If there’s a musician that knows the road, it’s Jason Isbell.
Isbell, a native of the Muscle Shoals, Ala., area, spent much of his 20s writing, touring and performing as a member of the alt-country band the Drive-By Truckers. After splitting from the Truckers in ‘07, he released his first solo CD, “Sirens of the Ditch,” which he’d spent the past several years piecing together.
Isbell called on lifelong pals Derry deBorja, Jimbo Hart and Browan Lollar to form a new band, the 400 Unit, and the band released its self-titled album in February.
Isbell knew the road well as a member of the Truckers, and he’s kept up that steady touring pace since.
In fact, he and the 400 Unit just wrapped up a spring tour with Justin Townes Earle.
“Last night was the last night of that, which I hate, because we were having a really, really good time,” Isbell said in an interview with the Daily Journal from – where else? – the road. “But yeah, so far, overall, the tour’s been really, really good.”
A new leg of the tour kicks off Thursday in Knoxville, and the band will make its way to Oxford for the Double Decker Festival this weekend.

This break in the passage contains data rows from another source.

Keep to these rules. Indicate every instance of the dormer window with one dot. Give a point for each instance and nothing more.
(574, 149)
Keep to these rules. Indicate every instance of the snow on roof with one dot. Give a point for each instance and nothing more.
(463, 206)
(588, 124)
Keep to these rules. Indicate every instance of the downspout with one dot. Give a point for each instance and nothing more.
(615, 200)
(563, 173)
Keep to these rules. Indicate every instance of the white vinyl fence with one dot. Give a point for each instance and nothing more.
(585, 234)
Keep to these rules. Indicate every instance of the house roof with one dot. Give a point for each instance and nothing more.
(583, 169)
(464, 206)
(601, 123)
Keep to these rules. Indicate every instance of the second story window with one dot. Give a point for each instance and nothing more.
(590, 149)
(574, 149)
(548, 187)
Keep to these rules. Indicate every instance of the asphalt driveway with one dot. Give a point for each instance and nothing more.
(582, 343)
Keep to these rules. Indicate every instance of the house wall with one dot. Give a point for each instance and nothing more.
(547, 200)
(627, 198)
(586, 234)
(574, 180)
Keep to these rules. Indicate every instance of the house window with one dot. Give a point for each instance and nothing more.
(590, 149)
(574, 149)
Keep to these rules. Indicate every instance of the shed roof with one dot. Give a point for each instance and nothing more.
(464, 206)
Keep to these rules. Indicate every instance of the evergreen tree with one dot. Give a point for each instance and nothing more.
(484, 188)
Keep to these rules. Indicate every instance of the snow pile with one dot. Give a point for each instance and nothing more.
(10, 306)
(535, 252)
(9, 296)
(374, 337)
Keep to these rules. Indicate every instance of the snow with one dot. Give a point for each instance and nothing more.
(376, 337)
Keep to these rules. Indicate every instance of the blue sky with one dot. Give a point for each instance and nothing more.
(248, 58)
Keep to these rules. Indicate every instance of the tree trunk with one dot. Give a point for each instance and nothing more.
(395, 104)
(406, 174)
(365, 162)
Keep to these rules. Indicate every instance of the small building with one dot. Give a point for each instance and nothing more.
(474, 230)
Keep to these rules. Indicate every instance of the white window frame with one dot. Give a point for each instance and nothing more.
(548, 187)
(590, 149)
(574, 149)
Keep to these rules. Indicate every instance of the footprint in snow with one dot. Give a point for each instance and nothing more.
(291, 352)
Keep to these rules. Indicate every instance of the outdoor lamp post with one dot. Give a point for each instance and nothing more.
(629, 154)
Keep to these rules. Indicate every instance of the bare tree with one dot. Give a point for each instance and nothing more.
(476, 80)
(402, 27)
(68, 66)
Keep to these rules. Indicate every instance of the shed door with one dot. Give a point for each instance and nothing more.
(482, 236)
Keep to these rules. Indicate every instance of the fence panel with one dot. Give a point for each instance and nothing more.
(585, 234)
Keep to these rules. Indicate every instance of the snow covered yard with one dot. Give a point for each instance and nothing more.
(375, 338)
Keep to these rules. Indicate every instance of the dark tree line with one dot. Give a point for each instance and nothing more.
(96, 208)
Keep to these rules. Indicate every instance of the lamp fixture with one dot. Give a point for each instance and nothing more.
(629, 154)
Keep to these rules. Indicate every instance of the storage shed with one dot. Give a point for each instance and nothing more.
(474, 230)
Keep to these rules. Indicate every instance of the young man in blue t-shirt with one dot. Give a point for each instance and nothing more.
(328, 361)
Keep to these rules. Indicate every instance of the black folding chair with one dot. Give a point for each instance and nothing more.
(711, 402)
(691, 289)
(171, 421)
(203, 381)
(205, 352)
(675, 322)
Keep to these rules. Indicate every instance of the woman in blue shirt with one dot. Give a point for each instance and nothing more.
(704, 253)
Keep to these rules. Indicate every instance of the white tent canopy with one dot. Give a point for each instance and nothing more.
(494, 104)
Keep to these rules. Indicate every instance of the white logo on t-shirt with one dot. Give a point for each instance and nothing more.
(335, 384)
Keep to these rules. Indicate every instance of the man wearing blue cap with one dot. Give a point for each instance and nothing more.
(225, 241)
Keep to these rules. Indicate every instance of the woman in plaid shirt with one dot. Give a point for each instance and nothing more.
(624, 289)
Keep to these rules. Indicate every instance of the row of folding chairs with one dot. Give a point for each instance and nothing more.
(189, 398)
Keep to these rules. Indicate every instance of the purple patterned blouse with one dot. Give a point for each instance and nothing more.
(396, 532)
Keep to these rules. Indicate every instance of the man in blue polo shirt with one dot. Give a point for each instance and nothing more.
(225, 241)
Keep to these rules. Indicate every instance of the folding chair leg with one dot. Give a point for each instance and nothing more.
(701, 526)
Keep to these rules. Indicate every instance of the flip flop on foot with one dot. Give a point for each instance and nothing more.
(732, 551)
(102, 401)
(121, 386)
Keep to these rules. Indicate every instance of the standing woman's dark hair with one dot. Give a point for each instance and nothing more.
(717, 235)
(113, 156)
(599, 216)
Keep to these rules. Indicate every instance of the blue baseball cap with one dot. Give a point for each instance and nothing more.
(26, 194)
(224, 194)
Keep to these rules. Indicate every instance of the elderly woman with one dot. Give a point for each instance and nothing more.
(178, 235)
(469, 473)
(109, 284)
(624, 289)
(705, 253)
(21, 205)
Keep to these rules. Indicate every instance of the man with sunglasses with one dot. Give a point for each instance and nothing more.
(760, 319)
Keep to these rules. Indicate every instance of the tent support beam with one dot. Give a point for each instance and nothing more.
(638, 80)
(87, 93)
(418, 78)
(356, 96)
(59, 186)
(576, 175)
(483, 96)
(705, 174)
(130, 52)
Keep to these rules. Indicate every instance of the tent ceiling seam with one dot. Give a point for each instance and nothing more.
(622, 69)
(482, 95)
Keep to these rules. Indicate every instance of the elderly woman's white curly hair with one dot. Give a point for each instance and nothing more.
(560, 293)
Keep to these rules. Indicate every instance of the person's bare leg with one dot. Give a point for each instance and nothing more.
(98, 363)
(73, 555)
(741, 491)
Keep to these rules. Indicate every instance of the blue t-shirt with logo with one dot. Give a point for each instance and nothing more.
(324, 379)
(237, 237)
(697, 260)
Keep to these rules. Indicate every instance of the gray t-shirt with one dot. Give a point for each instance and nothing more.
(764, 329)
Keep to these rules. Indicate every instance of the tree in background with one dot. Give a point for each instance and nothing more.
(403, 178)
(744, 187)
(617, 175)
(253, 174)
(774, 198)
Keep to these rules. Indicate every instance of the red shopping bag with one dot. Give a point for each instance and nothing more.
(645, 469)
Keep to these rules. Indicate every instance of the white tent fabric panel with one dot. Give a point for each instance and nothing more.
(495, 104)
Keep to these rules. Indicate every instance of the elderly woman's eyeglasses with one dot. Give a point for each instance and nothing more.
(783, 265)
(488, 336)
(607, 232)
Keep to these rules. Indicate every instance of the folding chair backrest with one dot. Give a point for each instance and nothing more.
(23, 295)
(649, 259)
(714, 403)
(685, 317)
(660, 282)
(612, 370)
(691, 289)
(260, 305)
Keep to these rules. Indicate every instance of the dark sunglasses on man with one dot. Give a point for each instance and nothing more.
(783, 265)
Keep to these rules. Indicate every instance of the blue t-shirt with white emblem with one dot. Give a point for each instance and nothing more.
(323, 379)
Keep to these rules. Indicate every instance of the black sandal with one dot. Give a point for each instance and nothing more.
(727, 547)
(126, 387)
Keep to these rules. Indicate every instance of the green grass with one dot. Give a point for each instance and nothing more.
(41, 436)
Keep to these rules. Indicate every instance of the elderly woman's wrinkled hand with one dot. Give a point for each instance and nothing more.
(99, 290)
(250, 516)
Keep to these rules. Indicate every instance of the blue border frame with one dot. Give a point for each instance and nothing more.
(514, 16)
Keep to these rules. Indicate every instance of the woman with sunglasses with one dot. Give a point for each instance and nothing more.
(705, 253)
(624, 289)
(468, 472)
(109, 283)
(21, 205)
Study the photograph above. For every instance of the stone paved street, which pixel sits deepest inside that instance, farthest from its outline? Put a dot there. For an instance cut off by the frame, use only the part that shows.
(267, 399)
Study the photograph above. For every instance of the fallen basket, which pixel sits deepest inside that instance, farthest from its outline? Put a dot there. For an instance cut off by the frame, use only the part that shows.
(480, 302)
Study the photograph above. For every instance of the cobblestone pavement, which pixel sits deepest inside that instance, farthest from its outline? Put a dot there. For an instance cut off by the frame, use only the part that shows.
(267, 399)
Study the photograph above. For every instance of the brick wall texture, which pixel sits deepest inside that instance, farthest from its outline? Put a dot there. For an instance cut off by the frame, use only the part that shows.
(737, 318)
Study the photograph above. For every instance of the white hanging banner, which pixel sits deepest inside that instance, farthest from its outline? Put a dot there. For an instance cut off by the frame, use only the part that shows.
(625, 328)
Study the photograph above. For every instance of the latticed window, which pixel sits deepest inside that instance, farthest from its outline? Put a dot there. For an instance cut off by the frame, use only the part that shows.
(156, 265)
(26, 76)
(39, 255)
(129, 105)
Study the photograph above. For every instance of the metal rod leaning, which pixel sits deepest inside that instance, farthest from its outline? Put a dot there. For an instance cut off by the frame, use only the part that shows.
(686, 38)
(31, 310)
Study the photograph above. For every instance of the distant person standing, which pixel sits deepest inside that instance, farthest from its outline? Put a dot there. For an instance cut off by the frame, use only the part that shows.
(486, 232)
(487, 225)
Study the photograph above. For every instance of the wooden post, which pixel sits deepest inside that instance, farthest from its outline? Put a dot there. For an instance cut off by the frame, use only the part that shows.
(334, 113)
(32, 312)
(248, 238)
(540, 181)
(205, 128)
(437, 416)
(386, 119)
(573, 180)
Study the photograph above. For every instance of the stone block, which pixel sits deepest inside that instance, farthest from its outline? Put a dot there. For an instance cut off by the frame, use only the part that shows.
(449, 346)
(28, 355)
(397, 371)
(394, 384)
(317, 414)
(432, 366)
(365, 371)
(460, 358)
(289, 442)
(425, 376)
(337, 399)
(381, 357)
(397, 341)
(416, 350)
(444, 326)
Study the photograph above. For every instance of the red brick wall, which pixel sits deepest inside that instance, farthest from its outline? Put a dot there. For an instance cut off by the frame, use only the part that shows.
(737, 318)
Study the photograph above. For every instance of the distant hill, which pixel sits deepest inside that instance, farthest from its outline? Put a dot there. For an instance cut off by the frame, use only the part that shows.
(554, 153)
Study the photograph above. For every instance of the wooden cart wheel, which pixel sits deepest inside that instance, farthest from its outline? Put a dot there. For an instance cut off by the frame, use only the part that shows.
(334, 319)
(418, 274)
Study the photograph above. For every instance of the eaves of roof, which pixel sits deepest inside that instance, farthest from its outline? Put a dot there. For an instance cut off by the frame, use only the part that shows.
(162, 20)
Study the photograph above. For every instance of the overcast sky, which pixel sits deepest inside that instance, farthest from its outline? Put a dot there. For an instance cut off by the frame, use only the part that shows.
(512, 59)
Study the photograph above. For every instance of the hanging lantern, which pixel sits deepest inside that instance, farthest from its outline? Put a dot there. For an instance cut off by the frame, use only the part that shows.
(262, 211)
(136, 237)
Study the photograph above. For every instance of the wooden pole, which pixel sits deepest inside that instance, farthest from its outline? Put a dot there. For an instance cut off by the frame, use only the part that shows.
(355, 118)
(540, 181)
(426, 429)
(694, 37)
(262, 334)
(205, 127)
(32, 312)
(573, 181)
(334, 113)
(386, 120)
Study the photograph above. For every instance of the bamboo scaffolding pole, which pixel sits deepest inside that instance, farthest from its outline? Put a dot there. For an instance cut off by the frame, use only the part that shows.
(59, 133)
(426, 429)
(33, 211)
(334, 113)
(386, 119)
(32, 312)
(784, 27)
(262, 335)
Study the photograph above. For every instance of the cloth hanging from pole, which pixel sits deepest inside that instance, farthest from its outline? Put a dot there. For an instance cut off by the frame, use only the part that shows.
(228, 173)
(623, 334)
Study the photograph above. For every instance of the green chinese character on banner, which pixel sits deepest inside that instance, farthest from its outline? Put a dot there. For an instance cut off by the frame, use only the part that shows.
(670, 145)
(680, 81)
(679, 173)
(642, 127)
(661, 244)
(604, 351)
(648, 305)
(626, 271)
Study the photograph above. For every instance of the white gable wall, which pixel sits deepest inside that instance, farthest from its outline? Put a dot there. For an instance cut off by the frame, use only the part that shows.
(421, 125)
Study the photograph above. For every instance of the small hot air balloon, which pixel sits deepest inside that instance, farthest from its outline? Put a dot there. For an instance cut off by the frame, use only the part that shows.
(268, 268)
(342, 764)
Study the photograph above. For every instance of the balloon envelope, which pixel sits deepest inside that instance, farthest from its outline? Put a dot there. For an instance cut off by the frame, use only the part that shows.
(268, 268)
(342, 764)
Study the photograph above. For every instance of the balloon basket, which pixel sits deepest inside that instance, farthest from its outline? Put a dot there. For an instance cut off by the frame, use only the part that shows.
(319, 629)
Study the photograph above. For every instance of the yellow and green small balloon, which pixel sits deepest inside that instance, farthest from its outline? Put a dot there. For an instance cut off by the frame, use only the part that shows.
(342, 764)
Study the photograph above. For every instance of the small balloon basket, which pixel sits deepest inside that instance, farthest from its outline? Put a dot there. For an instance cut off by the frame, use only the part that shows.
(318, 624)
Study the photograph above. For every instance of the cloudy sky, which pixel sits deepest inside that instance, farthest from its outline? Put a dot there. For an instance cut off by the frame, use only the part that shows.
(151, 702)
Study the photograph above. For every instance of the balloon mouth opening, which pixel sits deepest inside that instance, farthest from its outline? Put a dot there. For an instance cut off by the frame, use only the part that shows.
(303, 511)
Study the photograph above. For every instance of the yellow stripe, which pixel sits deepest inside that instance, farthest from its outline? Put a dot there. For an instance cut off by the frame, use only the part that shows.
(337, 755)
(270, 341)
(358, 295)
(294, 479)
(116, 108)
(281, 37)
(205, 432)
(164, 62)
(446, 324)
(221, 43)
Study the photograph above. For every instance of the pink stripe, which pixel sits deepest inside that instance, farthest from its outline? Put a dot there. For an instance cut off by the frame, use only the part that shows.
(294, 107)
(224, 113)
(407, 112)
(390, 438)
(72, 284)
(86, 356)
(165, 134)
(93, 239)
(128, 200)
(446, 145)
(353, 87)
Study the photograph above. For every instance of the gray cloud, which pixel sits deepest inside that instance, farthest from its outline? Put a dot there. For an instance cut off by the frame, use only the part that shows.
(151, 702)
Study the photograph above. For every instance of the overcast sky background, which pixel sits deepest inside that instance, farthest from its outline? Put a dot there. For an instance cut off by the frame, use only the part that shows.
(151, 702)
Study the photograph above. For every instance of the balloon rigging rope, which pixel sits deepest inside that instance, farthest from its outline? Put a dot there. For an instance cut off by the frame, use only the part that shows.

Isbell said playing festivals is a little different than playing a gig in a regular venue.
“First of all, you’re all apart from each other on stage,” he said. “And there are a lot more people in the audience.”
That doesn’t shake Isbell or his band, though. Since the guys have been friends for so long, that makes the music that much better, he said.
“I’ve known these guys since I was a teenager. All but one are from Muscle Shoals, which is where I grew up,” he said. “We understand each other’s strengths and weaknesses.”
That relationship carries over from
the studio to the stage.
“I think (our live shows) are normally louder than our records. I think it’s more of a rock ‘n’ roll show. It’s a lot of fun. We always have good crowds. The crowds are very appreciative, very friendly and usually very drunk,” he said with a laugh. “I think the thing that’s most noticeable is how many good players there are up there in the band.”
Isbell invites Double Decker goers to check out what he and the 400 Unit have to offer.
“We always have a really good time on stage, and normally if the band’s having a good time, it’s pretty easy for the people in the audience to have a good time,” Isbell said. “Most of the people who like us are people who like songs. We focus on that more than anything else … We try to write songs and play ‘em as well as we can.”